Information on his films and a schedule of his programs after the break.
“Zhao Liang has endurance, an endurance that he shares with many of those who appear in his documentary films. The individual stories of the underprivileged are what interest him, and he makes this a starting point for his exploration of the general constitution of Chinese society. Zhao captures those sides of life that are ignored by official politics and, in so doing, acts as a chronicler of everyday life. Futility, running idle, stubbornness, and stamina are motifs shared by all of his films, while the dramatic consequences of the rapid economic and structural transformation in China constitute the continuous backdrop to his work.” (Quoted from the catalogue of the 2008 Berlin Biennial)
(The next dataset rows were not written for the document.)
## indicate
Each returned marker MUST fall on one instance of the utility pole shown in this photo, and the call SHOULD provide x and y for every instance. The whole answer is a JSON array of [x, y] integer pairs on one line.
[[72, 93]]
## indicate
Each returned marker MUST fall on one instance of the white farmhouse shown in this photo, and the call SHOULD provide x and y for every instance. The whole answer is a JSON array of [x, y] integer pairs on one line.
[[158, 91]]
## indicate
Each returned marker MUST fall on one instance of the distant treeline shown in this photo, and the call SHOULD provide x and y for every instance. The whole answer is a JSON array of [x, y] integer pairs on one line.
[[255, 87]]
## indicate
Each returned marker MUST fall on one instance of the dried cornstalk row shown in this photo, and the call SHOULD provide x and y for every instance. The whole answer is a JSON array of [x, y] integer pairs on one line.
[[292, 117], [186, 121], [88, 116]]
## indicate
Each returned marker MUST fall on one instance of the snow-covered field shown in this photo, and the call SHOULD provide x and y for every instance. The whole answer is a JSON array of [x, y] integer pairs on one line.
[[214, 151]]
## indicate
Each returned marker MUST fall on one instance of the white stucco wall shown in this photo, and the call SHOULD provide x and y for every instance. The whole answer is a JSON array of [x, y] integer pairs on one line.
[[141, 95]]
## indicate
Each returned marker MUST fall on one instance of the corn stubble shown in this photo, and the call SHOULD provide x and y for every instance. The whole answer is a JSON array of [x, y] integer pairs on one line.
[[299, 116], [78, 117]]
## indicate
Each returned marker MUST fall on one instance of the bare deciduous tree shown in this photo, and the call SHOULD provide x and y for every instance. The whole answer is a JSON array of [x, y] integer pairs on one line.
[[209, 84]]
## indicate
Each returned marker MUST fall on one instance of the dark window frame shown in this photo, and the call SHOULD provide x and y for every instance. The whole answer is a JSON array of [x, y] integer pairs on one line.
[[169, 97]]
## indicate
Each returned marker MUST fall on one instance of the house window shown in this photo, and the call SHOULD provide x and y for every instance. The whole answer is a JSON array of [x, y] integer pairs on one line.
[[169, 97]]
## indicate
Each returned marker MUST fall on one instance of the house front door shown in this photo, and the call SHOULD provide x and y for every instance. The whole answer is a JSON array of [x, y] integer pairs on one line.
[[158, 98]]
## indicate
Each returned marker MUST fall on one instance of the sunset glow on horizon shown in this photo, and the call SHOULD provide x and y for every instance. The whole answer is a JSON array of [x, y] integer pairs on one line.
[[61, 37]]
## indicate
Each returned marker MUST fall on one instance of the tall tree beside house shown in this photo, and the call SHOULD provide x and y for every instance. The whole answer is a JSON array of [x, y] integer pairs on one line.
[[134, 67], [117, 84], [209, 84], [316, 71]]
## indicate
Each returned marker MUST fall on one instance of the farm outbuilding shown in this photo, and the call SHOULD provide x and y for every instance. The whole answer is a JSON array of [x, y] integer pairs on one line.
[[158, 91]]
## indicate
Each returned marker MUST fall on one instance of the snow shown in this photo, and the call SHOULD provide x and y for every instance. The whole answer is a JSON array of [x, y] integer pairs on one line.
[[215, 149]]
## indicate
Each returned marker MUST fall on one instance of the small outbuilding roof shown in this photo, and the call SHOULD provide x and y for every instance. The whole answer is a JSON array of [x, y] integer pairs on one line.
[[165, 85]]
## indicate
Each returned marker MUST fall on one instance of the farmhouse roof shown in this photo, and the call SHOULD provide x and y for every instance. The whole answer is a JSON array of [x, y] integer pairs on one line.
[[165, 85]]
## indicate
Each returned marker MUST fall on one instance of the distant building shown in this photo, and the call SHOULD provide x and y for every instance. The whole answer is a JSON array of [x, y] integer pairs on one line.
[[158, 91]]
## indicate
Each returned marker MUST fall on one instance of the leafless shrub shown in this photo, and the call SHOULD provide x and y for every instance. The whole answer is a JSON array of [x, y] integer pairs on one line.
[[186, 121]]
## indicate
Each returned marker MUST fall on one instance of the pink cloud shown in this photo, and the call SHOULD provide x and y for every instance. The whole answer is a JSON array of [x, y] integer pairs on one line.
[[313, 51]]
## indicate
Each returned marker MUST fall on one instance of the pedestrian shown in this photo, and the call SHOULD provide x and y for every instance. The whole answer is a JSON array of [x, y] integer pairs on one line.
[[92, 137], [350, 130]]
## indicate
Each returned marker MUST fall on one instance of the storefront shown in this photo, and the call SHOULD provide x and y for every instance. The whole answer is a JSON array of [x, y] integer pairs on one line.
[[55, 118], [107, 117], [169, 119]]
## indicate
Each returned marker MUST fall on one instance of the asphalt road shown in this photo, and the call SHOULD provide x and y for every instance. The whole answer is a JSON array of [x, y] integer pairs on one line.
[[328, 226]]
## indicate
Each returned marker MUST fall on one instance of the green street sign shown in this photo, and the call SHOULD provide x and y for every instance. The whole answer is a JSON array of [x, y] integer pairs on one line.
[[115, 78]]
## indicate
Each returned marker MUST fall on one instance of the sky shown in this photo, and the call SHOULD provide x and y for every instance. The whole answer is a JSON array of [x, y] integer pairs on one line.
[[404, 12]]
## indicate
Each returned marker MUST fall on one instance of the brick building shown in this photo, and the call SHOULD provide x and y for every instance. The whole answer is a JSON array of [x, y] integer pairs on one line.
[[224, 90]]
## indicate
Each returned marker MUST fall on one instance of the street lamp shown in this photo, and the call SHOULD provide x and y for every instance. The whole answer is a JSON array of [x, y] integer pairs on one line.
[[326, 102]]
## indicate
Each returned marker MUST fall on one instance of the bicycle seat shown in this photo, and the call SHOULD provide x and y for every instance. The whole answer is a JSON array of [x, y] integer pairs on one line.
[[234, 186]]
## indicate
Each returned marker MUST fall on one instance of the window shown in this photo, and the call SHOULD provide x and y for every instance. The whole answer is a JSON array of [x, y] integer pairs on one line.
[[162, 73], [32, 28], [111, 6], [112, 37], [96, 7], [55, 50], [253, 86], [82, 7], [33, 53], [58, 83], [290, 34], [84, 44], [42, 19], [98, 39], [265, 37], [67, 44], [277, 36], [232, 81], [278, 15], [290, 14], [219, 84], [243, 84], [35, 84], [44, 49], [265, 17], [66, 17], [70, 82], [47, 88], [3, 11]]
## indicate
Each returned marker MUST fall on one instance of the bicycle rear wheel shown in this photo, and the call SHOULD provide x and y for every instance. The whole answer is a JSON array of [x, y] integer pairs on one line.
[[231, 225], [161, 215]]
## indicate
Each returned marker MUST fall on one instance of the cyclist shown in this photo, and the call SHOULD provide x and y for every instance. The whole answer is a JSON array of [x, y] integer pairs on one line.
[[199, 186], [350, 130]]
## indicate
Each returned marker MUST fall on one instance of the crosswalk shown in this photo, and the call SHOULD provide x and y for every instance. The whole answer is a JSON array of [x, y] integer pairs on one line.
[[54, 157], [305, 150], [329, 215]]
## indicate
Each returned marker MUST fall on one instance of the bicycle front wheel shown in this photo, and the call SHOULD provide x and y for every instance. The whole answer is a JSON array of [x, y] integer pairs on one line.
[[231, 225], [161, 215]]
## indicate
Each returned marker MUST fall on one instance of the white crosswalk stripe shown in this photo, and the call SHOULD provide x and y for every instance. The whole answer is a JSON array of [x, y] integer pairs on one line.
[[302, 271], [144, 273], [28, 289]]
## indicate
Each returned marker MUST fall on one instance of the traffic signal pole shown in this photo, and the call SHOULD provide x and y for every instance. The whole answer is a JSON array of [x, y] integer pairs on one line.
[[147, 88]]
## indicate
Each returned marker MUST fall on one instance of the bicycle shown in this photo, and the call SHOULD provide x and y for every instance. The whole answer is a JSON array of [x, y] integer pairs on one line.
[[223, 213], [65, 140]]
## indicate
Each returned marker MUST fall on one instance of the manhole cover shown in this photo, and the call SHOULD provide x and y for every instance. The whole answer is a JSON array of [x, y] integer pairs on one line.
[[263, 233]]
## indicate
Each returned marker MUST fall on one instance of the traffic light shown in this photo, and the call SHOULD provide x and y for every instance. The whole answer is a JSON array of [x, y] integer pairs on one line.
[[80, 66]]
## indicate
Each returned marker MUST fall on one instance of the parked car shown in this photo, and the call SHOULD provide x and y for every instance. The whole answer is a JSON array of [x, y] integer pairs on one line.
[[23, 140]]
Crime and Punishment (dir. Zhao Liang)
Friday, February 5, 8:00 pm – The China Institute, New York City
Shot near the director’s hometown at China’s border to North Korea, Crime and Punishment follows a few young officers at the local police station as they carry out their law enforcement duties and features cases too insignificant and absurd to be reported in the media: A mentally ill man calls them for a “corpse” he has found in his bed which turns out to be a pile of blankets. An apparently mute robbery suspect would not provide them with the needed confession. The long and penetrating shots of the director gradually uncover the real human stories and key themes from a China that is both regimented and rapacious. This witty picture, whose comedy often has a chilly edge, provides us with an insight into how the social structure is influenced by the omnipresence of police. The film was the winner of the Best Director Award at the 10th One World International Human Rights Documentary Film Festival and the top prize at the Festival of Three Continents, 2007. In Mandarin with English subtitles, 122 minutes.
Saturday, February 6, 1:00pm – The Center for Religion & Media, New York University
Petition: the Court of Complainants
Since 1996, Zhao has filmed the “petitioners” who come to Beijing from all over China to file complaints about abuses and injustices committed by the authorities. He follows the sagas of peasants thrown off their land, workers from liquidated factories, and homeowners who have seen their dwellings demolished but received no compensation. Often living in makeshift shelters around the southern railway station, the complainants wait months or even years for justice and face brutal intimidation. Filmed up to the start of the 2008 Olympic Games, Petition arrestingly illustrates the contradictions of a country experiencing powerful economic expansion. Premiered at the 2009 Cannes Film Festival. 2009, in Mandarin with English subtitles, video, 120 minutes.